If you've ever been devastated by a loss or a breakup, it's not uncommon to say that you're "heartbroken." But can grief actually hurt your heart?
As it turns out, it's possible. According to a report from the New England Journal of Medicine, a 61-year-old Texas woman experienced a "broken heart" shortly after the death of her beloved Yorkshire Terrier.
Last year, Joanie Simpson went to the emergency room after waking up with a backache and severe chest pains. Soon after, The Washington Post reports, she was being airlifted to a hospital in Houston after doctors found that she was having heart-attack like symptoms.
However, doctors at the Memorial Hermann Heart & Vascular Institute Texas Medical Centre found that she wasn't actually having a heart attack. Instead, she was suffering from Takotsubo cardiomyopathy, more commonly known as "broken heart syndrome."
According to the American Heart Association, broken heart syndrome can be triggered by emotionally stressful events, such as the death of a loved one (yes, even pets). Last year, many speculated that the emotional toll of losing her daughter Carrie Fisher may have contributed to actress Debbie Reynolds' death.

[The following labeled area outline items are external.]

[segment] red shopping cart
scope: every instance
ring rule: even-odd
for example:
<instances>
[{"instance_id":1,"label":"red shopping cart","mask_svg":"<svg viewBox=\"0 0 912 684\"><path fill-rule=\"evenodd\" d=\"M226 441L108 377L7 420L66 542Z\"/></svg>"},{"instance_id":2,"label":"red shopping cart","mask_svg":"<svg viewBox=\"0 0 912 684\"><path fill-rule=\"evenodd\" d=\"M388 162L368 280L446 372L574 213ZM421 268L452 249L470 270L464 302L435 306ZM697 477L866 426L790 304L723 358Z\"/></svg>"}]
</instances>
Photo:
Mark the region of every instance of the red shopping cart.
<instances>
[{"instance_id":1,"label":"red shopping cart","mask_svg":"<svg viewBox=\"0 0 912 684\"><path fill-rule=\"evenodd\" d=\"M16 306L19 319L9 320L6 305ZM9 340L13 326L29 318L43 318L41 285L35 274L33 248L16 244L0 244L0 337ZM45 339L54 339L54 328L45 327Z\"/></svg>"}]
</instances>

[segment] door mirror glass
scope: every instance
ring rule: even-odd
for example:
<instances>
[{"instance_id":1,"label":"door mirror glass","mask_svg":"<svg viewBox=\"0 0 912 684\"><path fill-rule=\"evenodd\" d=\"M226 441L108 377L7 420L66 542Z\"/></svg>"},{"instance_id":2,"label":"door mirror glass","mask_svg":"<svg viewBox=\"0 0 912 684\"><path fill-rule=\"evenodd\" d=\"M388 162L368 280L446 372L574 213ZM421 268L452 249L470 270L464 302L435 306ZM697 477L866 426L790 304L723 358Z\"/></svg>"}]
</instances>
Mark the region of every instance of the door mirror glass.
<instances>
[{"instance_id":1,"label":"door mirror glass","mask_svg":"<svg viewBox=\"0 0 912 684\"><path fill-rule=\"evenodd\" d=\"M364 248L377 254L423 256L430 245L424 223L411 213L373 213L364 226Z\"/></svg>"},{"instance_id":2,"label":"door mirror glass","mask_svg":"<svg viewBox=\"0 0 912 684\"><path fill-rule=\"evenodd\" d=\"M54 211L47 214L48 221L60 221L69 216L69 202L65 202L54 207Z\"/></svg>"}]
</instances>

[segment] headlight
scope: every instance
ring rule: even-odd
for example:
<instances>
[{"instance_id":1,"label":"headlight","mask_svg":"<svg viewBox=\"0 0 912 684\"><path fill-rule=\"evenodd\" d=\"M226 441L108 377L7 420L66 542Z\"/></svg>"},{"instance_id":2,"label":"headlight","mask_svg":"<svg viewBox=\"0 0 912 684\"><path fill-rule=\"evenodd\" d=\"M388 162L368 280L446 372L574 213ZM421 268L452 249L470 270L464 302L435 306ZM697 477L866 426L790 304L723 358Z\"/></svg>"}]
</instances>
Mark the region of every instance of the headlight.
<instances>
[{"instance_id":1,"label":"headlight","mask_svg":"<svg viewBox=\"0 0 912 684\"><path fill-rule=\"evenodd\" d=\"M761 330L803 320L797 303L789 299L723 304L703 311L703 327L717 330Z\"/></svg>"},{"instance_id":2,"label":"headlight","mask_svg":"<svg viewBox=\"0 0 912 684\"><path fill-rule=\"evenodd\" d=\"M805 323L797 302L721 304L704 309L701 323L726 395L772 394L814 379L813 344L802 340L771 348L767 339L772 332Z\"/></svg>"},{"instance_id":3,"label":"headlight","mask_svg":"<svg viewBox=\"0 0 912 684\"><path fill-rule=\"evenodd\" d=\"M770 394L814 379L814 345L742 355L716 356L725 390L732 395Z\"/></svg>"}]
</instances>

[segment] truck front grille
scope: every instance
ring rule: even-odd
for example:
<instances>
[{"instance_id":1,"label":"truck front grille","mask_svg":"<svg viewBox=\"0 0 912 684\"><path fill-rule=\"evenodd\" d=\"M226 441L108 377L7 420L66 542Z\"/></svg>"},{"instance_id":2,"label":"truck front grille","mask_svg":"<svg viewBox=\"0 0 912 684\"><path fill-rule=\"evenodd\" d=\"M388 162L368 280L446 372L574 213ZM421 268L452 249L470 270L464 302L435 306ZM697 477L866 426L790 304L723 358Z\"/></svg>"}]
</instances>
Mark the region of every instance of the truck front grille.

While we don't have all the facts in that situation, what we do know is that it's possible to experience a stress-induced heart event, even if you're otherwise healthy.
"I was close to inconsolable," Simpson told the Post about her Yorkie's death. "I really took it really, really hard."
While heart attacks and broken heart syndrome are very similar, the key difference between them is that those who suffer from a broken heart usually don't have the blocked arteries to show for it, according to the AHA.
These days, Simpson has recovered (and has a cat named Buster). She told the Post that she hasn't made the "right connection" with another dog yet, but is hopeful it will happen.
"It is heartbreaking," she told the Post of losing a beloved pet. "It is traumatic. It is all of the above. But you know what? They give so much love and companionship that I'll do it again."